Examples of harmful substances which can pass from mother to fetus
across the placenta include: pathogens like the rubella virus; drugs such
as thalidomide, nicotine, alcohol and heroin.
During the first three months of pregnancy the hormones oestrogen and
progesterone are secreted by the ovary and corpus luteum. However
about three months after fertilisation the corpus luteum degenerates and
the placenta takes over the production of these hormones.
Oestrogen and progesterone inhibit the menstrual cycle, in particular
ovulation and menstruation.
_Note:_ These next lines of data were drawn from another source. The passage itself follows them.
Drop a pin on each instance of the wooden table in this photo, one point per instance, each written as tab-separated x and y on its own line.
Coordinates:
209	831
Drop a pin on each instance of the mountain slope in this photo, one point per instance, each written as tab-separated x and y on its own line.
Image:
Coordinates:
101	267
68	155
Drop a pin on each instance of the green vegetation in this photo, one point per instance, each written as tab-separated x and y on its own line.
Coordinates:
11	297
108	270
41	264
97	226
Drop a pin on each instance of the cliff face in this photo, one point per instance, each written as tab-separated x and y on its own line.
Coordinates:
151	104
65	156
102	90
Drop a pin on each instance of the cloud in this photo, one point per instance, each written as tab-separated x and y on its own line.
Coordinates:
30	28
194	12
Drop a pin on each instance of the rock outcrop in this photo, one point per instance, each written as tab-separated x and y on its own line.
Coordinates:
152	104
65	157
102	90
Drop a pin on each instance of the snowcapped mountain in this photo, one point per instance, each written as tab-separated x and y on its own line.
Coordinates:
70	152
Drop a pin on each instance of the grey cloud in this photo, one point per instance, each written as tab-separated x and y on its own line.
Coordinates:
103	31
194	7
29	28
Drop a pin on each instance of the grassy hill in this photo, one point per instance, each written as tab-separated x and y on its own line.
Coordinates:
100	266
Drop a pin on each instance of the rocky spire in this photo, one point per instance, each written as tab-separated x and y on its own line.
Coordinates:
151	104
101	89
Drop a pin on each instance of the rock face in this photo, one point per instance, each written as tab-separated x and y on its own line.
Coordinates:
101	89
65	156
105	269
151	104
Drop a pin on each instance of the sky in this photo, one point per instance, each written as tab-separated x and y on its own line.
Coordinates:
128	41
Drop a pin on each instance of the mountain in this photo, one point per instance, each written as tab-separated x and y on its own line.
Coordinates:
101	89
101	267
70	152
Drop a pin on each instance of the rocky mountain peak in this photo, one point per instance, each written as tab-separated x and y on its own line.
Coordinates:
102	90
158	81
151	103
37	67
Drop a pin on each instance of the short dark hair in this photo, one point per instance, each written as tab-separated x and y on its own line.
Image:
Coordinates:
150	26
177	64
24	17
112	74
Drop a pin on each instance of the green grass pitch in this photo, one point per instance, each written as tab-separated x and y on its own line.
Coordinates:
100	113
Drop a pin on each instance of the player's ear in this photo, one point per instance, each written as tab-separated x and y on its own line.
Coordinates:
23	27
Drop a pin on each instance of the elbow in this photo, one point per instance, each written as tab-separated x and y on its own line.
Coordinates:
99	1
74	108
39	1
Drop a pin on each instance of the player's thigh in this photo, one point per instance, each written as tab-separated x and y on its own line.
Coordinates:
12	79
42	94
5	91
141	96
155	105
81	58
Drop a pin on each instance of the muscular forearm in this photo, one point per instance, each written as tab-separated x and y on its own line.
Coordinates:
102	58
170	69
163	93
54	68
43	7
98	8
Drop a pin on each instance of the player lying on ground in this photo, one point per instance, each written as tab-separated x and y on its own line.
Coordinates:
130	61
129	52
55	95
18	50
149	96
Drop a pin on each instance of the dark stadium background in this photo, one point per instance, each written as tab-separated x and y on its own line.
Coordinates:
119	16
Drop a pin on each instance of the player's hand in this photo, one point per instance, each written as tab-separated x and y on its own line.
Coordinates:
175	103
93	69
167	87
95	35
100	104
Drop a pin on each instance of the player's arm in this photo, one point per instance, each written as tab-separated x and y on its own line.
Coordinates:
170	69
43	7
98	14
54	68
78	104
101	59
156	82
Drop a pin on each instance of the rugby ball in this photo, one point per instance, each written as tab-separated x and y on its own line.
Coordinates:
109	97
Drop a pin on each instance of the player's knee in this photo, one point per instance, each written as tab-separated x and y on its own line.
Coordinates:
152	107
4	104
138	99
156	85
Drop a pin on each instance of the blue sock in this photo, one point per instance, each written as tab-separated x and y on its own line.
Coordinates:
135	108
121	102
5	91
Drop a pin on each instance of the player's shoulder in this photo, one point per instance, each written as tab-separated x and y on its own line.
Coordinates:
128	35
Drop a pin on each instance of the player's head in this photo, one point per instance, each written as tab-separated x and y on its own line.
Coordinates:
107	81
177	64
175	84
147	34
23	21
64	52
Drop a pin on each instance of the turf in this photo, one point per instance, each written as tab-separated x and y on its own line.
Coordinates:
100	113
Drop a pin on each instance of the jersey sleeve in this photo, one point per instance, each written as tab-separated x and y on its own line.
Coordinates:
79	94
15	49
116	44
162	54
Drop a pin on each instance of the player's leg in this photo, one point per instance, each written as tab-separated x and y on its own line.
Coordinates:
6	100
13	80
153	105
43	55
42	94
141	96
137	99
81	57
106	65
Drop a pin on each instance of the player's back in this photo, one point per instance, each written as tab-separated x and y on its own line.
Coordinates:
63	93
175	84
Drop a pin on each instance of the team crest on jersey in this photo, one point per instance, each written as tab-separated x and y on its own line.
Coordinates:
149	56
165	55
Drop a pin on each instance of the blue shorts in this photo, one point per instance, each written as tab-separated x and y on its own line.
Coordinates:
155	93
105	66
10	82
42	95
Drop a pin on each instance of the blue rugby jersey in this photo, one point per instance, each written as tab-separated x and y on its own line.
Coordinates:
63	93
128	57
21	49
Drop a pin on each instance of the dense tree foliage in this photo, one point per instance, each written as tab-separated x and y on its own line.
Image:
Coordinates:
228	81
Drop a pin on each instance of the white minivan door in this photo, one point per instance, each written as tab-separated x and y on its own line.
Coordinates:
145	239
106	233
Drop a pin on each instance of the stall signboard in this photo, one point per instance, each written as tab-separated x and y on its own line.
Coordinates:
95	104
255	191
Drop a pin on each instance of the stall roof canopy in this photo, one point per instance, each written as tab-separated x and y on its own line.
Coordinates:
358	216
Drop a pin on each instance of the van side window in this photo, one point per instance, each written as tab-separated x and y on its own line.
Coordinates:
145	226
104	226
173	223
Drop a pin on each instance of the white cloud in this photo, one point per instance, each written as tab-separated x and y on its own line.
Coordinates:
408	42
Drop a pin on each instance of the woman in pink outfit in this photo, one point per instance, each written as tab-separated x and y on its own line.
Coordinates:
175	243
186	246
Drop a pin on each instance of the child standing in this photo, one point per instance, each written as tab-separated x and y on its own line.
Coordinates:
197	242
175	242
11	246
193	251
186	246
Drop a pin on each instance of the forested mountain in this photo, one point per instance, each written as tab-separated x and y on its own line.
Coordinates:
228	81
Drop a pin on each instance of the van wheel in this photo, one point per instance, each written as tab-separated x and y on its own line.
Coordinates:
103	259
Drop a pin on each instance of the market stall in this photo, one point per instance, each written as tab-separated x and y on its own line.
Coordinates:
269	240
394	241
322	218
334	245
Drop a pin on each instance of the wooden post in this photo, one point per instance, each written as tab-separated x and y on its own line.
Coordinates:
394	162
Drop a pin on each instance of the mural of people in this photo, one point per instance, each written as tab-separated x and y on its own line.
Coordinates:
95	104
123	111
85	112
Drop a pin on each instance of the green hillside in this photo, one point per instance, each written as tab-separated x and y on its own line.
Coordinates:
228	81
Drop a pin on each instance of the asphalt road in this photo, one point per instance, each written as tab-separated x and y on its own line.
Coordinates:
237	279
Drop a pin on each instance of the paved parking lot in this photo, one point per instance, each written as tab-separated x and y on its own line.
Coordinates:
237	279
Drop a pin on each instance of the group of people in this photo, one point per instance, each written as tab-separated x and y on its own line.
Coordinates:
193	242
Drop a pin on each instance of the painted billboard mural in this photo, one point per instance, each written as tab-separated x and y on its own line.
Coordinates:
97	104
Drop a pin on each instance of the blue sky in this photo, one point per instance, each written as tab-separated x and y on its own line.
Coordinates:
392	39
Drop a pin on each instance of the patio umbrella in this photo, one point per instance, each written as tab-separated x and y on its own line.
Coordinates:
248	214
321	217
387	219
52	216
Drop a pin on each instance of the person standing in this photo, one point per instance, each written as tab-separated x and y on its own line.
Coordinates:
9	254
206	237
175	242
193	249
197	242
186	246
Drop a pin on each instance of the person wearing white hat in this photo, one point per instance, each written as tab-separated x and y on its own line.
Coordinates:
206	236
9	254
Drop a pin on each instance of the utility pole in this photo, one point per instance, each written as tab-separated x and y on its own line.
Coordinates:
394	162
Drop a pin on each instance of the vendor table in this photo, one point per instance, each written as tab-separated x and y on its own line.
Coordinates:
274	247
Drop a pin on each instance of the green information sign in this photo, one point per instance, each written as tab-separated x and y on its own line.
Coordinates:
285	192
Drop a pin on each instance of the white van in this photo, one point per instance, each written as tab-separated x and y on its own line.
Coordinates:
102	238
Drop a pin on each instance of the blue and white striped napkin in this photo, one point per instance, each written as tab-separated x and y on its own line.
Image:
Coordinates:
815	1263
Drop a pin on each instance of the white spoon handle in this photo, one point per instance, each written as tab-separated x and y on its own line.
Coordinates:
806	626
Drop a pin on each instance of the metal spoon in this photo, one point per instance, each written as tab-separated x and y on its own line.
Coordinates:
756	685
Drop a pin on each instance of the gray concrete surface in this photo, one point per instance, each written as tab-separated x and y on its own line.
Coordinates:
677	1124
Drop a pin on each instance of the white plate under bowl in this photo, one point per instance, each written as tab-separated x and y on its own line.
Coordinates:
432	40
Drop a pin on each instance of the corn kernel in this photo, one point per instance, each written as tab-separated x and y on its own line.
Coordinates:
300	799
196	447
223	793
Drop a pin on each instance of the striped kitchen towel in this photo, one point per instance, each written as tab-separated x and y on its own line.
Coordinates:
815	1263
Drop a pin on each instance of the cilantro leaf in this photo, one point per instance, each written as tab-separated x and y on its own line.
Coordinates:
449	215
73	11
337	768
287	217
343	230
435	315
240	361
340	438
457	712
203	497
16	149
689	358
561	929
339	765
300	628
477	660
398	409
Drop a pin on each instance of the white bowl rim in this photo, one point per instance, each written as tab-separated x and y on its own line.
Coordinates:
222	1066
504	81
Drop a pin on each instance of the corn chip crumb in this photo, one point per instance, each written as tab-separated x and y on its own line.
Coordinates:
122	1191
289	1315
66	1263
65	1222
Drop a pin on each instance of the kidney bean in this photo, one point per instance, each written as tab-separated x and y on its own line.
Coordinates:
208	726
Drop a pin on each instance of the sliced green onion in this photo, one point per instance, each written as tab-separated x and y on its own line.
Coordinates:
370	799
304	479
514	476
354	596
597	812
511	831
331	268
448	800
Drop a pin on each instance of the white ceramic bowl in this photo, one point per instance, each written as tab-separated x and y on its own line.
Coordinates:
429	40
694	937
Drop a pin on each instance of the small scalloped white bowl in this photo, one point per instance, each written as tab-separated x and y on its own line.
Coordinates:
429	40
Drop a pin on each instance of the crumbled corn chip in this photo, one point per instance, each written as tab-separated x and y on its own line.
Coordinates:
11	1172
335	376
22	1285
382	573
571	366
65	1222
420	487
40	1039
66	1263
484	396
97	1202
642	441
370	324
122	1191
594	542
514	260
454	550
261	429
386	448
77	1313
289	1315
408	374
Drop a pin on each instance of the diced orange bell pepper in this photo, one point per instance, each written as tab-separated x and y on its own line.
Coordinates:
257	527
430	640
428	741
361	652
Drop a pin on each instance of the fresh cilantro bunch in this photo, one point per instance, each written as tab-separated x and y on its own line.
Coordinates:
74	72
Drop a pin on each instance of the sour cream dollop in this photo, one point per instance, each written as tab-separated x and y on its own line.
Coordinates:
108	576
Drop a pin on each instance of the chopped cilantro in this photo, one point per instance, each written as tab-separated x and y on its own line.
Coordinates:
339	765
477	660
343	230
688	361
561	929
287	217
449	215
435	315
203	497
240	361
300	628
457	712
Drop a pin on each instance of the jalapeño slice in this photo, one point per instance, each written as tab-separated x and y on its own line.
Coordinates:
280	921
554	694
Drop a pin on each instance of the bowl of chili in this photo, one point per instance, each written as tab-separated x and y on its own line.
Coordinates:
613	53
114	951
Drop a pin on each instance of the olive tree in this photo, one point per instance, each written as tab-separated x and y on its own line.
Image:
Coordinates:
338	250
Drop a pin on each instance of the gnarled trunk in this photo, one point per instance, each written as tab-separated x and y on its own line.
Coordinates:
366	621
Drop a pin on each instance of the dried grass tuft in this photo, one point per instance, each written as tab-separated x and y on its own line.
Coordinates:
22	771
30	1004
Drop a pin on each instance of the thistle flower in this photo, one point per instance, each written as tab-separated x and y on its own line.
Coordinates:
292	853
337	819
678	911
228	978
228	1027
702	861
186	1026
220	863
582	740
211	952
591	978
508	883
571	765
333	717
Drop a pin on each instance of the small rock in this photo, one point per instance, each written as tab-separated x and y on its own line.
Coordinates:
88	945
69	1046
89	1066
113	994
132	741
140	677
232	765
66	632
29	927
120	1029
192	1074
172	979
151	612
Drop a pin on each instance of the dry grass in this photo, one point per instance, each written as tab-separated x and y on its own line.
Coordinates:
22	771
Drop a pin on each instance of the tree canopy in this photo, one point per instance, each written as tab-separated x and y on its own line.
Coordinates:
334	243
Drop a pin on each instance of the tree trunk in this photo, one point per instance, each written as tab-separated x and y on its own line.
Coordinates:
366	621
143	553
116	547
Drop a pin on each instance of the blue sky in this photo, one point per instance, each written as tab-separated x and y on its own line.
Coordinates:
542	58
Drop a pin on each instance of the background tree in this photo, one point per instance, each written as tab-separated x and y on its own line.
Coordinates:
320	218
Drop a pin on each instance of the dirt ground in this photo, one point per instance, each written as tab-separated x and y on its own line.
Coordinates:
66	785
In addition they maintain the endometrium of
the uterus wall and stimulate growth of the breasts in preparation for milk
production.
However milk production, which does not begin until after birth is
stimulated by another hormone, prolactin, which is secreted by the
pituitary gland.
During pregnancy the placental hormones oestrogen and progesterone
inhibit the secretion of prolactin by the pituitary gland. When the placenta
is removed at birth the placental hormone levels suddenly drop. As a
result their inhibitory effect is removed, prolactin is secreted by the
pituitary gland and milk production begins.
Since a fetus is not genetically identical to its mother, its cells will possess
antigens which are foreign to the mother. Normally the mother's immune
system will not attack the fetus because the placental barrier usually
prevents any fetal cells from entering the mother's blood stream and so
her immune system remains unaware of the presence of the 'foreign'
fetus.
Occasionally fetal cells can pass into the mother's bloodstream so that
there is some mixing of fetal and maternal blood. This stimulates the
mother's immune system to produce antibodies against the fetus.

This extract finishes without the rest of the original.